When Do You Have The Right To Resist An Arrest?

August 20, 2021

When Do You Have The Right To Resist An Arrest?

The Canadian Law acknowledges that citizens have the right to resist arrest if the arrest itself is unlawful. However, it is a “do so at your own risk” situation since officers generally don’t arrest an individual without reasonable grounds.

Before we move on to the conditions under which you have the right to resist arrest, it is imperative to understand what resisting arrest means. According to Canadian law,

The act of physically resisting the attempts of a peace officer to detain or arrest you. This offence requires more than mere passive uncooperative behaviour, it requires active physical resistance.

Canadian Criminal Code

The Canadian Criminal Code under section 34 allows individuals to commit an offence “for the purpose of defending or protecting themselves” or another person from threats of force. However, the amount of force used should be proportionate to the nature of the threat. In addition to this, individuals are restricted from claiming self-defence against law enforcement, unless the law enforcement officer is acting “unlawfully.”

Section 34 of the Canadian Criminal Code states:

A person is not guilty of an offence if:

  1. they believe on reasonable grounds that force is being used against them or another person or that a threat of force is being made against them or another person;
  2. the act that constitutes the offence is committed for the purpose of defending or protecting themselves or the other person from that use or threat of force; and
  3. the act committed is reasonable in the circumstances.

Section 129 of the Criminal Code of Canada states the offence of resisting arrest as follows:

Anyone who is guilty of:

  1. resists or wilfully obstructs a public officer or peace officer in the execution of his duty or any person lawfully acting in aid of such an officer,
  2. omits, without reasonable excuse, to assist a public officer or peace officer in the execution of his duty in arresting a person or in preserving the peace, after having reasonable notice that he is required to do so, or
  3. resists or wilfully obstructs any person in the lawful execution of a process against lands or goods or in making a lawful distress or seizure,
  4. an indictable offence and is liable to imprisonment for a term not exceeding two years, or
  5. an offence punishable on summary conviction.

For clarification, in the Criminal Code, peace officers and public officers are widely defined, and include:

  • Toronto police officers
  • RCMP
  • Canadian Forces officers
  • Customs officers
  • Mayors
  • Pilots
  • Bailiffs
  • Wardens, and more.

When Can Someone Resist An Arrest?

It is upon the prosecution to decide whether the officer was in the execution of their duties when the arrest was made or not. If the individual being arrested is on trial for resisting his/her arrest the officer has to prove an arrest was required and justified, even if they were acting in the course of their duties.

In previous cases, courts have established that an officer may make an arrest as long as they are satisfied a person has or is about to commit an offence. This is justified even if it is proven that there was no offence.

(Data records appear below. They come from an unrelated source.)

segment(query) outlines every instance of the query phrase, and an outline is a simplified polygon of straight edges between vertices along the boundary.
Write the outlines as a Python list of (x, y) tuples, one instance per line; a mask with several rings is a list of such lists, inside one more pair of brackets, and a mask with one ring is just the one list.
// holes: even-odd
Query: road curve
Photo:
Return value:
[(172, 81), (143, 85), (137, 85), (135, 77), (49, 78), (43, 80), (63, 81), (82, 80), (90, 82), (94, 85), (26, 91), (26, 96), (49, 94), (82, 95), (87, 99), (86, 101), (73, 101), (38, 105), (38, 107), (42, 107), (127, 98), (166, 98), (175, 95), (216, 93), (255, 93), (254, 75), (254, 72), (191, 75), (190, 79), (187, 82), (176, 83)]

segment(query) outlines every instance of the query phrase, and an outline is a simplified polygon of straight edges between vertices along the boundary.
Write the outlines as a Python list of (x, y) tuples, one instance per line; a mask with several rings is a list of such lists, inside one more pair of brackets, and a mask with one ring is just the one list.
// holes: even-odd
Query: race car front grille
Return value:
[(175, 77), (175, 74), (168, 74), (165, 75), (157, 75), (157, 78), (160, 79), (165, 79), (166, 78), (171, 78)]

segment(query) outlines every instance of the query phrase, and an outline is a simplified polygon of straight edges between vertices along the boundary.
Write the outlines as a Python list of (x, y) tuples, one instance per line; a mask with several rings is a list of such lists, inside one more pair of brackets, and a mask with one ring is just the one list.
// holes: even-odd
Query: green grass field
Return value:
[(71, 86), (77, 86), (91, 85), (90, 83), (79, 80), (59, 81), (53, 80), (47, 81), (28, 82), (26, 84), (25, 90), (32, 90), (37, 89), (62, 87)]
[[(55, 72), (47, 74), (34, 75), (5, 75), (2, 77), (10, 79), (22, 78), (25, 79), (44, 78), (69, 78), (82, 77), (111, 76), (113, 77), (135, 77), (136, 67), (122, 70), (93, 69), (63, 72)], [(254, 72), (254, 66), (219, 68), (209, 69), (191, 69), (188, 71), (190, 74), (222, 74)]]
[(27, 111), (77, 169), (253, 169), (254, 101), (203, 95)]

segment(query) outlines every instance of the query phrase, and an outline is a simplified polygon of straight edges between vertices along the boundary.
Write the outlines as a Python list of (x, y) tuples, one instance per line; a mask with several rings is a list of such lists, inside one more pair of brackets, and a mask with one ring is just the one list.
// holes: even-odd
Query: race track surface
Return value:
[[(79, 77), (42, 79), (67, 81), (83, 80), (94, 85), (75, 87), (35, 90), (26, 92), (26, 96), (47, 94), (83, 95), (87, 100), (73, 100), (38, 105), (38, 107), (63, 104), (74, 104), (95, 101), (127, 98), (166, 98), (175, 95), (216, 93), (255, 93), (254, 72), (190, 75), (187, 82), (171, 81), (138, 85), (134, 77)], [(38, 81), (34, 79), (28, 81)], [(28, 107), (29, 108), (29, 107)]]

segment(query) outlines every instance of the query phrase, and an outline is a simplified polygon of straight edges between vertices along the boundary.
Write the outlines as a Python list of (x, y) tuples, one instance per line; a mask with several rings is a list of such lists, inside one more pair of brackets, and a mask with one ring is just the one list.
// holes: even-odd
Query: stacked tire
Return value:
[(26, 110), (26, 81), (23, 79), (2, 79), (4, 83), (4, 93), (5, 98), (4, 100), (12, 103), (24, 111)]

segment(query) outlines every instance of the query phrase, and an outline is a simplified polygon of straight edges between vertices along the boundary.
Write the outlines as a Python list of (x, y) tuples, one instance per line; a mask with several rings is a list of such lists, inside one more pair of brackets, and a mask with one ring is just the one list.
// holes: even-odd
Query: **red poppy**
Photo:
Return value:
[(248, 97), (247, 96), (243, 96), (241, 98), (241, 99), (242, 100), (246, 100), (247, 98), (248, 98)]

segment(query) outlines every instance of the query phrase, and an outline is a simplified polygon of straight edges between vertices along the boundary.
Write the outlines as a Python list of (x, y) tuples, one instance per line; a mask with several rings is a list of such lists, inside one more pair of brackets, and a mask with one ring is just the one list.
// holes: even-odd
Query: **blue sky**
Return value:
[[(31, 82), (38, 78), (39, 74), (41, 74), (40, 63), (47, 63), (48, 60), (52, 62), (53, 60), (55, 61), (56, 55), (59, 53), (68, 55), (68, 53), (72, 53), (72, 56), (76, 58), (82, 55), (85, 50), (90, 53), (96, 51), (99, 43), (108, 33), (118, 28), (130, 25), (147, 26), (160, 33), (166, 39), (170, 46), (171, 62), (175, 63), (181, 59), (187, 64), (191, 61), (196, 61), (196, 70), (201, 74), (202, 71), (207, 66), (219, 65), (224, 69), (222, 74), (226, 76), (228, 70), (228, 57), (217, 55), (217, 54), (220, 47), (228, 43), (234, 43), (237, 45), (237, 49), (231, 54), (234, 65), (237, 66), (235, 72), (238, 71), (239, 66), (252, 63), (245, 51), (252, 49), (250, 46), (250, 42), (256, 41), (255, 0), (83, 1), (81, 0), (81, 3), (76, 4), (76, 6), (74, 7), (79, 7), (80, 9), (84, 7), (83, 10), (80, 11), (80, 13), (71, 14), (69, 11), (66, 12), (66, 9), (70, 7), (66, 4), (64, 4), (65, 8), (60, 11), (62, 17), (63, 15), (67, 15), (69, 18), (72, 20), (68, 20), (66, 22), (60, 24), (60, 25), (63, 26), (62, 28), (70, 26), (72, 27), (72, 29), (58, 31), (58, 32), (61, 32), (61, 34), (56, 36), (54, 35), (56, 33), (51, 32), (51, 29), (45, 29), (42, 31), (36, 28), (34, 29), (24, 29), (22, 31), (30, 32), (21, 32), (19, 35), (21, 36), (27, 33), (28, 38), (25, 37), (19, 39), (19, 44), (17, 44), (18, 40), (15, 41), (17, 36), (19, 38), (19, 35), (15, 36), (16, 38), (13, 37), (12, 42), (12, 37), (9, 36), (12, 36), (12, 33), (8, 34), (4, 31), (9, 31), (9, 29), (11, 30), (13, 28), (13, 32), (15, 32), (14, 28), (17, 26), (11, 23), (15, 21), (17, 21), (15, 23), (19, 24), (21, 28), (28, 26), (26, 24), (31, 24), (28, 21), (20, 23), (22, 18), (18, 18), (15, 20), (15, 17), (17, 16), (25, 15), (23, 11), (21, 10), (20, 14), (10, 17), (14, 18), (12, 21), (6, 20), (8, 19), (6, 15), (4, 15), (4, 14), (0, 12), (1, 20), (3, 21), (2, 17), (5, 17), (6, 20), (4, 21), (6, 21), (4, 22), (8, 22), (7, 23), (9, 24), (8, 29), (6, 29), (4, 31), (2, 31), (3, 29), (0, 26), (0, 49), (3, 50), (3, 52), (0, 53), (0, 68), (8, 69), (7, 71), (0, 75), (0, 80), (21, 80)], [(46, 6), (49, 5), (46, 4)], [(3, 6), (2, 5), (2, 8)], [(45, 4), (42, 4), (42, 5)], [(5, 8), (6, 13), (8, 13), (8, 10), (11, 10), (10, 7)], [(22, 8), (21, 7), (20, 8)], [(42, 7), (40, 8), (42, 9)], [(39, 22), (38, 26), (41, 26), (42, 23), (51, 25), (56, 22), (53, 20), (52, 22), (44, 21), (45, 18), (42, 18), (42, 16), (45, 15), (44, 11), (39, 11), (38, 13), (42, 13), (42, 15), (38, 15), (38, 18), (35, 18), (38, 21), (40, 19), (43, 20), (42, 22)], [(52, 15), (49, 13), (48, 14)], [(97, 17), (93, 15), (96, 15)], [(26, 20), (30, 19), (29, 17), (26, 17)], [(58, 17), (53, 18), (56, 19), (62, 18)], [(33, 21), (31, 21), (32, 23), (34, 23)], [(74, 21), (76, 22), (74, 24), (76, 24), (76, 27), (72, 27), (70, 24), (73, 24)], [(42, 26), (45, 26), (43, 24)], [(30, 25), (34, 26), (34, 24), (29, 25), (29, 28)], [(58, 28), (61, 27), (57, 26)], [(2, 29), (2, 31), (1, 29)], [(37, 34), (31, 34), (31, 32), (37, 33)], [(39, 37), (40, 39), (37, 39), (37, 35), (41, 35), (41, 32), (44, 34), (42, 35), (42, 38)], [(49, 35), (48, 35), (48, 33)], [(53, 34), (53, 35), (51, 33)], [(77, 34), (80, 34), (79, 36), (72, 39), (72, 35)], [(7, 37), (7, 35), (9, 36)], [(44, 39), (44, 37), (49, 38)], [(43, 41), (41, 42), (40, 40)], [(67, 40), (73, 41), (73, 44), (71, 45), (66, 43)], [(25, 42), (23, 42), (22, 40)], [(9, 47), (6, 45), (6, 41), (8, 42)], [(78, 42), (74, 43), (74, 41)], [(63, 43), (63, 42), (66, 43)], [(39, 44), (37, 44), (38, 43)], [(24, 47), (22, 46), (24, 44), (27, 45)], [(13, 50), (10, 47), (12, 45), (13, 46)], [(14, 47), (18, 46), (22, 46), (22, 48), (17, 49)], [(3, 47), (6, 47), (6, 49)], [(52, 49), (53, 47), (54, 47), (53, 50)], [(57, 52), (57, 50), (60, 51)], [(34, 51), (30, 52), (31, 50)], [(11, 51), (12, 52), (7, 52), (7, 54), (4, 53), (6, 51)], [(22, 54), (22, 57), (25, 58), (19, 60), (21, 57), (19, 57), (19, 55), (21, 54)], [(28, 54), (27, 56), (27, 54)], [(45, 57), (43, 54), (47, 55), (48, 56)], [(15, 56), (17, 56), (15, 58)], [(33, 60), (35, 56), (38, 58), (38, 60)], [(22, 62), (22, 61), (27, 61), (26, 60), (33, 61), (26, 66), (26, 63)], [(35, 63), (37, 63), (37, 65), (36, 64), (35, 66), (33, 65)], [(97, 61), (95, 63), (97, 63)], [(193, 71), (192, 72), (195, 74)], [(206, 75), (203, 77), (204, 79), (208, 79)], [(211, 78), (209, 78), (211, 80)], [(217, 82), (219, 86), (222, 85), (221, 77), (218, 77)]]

In a case trial conducted in 1975, a judge, while dealing with a similar situation, said, “Our law has not, as I understand it, deprived a citizen of his right to resist an unlawful arrest. His resistance may be at his own risk if the arrest proves to be lawful, but so too must the police officer accept the risk of having effected a lawful arrest. Of course, even if the resisted arrest is unlawful, the person resisting may still become culpable if he uses excessive force.”

Similarly, in a 2009 case, a man was charged with assaulting two police officers after one of the officers laid a hand on his shoulder. The judge said,

“According, (the accused) was entitled to resist the unlawful assault by the officer, as long as he did not provoke the assault, and as long as the force he used was not intended to cause death or grievous bodily harm to the officer, and was no more than was necessary to enable him to defend himself.”


Hence, even if you think an arrest is unlawful you will most likely be arrested at the time, despite being right. It is better to not risk resisting an arrest. If you are not guilty, it will be proven so in the courts.

However, if you have already resisted a trial, it is better to hire a criminal lawyer.